Ortodontist o anda hemen duracak; pek çok çocuk, dünya kadar para verilmiş aygıtları çenelerinde değil, çekmecelerinde dururken ve ılık sularda kulaç atarlarken – serin sular satarak ailesine destek olmaya çalışan ağız dışı aygıtlı bu çocuğa saygı ve sevgiyle bakacaktır. Yoksulluk hep vardır; dünya döndükçe yoksulluk da aşk gibi hep var olacaktır. Eskiden toprak testiyle su satan çocuklar şimdi pet şişelerle, ileride de kim bilir hangi sayısal sistemlerle sokaklarda su satacaktır ve bu kavurucu koşturmada, bir de enseden dolaşan bir kuvvet sistemini kimse görmese bile sadakatle uygulamak kolay değildir.
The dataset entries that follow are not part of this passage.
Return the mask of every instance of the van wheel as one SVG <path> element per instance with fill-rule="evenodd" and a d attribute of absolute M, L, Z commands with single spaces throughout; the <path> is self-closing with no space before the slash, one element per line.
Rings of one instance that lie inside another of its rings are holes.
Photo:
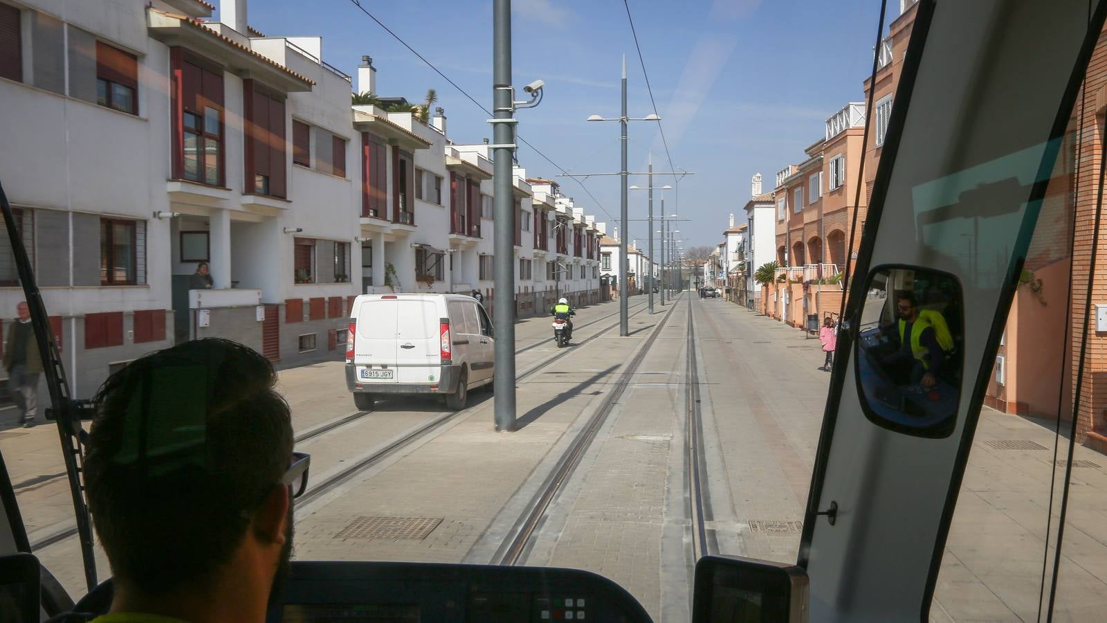
<path fill-rule="evenodd" d="M 452 411 L 461 411 L 465 408 L 465 401 L 469 397 L 469 388 L 466 387 L 468 382 L 468 372 L 462 370 L 462 376 L 457 379 L 457 389 L 453 394 L 446 396 L 446 408 Z"/>
<path fill-rule="evenodd" d="M 355 392 L 353 395 L 353 406 L 358 407 L 359 411 L 371 411 L 373 409 L 373 395 Z"/>

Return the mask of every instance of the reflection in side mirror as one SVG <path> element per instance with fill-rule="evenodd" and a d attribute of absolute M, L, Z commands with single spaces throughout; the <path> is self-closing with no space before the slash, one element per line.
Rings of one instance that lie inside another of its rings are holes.
<path fill-rule="evenodd" d="M 964 365 L 964 297 L 956 277 L 878 267 L 865 293 L 856 369 L 866 417 L 908 435 L 950 435 Z"/>
<path fill-rule="evenodd" d="M 695 565 L 692 622 L 803 623 L 807 572 L 779 562 L 711 555 Z"/>

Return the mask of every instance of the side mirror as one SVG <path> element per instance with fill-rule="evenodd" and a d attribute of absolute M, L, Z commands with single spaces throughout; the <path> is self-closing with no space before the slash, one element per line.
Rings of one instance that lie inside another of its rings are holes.
<path fill-rule="evenodd" d="M 39 559 L 28 553 L 0 556 L 0 620 L 39 623 L 41 595 Z"/>
<path fill-rule="evenodd" d="M 807 572 L 778 562 L 710 555 L 695 565 L 693 623 L 806 623 Z"/>

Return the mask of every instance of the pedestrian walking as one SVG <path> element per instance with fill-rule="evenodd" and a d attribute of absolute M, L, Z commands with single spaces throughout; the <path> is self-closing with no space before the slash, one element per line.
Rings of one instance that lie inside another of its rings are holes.
<path fill-rule="evenodd" d="M 823 328 L 819 329 L 819 341 L 823 343 L 823 351 L 826 353 L 826 359 L 823 361 L 823 367 L 820 370 L 830 371 L 830 366 L 834 365 L 834 349 L 838 346 L 838 334 L 834 330 L 834 320 L 830 316 L 823 319 Z"/>
<path fill-rule="evenodd" d="M 19 315 L 8 331 L 3 347 L 3 369 L 8 371 L 8 394 L 19 409 L 19 423 L 23 428 L 34 426 L 34 415 L 39 407 L 39 375 L 42 374 L 42 355 L 34 338 L 31 310 L 27 302 L 15 306 Z"/>

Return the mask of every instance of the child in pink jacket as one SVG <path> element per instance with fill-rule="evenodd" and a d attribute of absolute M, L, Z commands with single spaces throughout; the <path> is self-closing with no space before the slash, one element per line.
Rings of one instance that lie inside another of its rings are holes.
<path fill-rule="evenodd" d="M 819 341 L 823 343 L 823 351 L 827 354 L 827 358 L 823 361 L 823 367 L 820 370 L 830 371 L 830 366 L 834 364 L 834 349 L 838 344 L 838 335 L 834 330 L 834 320 L 830 316 L 823 319 L 823 328 L 819 329 Z"/>

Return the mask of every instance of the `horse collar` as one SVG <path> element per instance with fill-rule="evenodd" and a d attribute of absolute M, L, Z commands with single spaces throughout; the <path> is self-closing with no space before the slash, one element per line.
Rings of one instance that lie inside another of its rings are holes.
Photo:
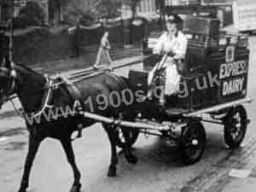
<path fill-rule="evenodd" d="M 32 118 L 36 118 L 39 115 L 42 115 L 42 113 L 47 108 L 53 108 L 53 106 L 50 106 L 49 103 L 50 102 L 50 100 L 52 98 L 52 90 L 55 89 L 54 80 L 49 79 L 48 76 L 46 76 L 45 79 L 46 79 L 46 87 L 48 89 L 47 91 L 45 91 L 44 94 L 41 108 L 37 112 L 30 113 Z"/>

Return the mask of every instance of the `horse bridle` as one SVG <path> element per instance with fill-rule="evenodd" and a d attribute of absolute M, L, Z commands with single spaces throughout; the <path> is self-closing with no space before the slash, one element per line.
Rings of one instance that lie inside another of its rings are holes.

Bir yandan meslek lisesine devam eden, babasının sağlık güvencesiyle bir üniversite hastanesinde tedavi imkanı yakalamış ve bunun kıymeti ruhunun taa derinliklerine işlediği belli olan çocuğun hemen dişlerini inceleyen ortodontist, ağzının bakımını da, üniversitedeki doktorunu da çok takdir edecektir. Elbette iyi giden bir tedavi devam edecektir, ama bir talihsizlikle tedavi devam edemezse endişesiyle kartını uzatacak, o durumda tedavisine gönülle devam edebileceği sözünü de verecektir.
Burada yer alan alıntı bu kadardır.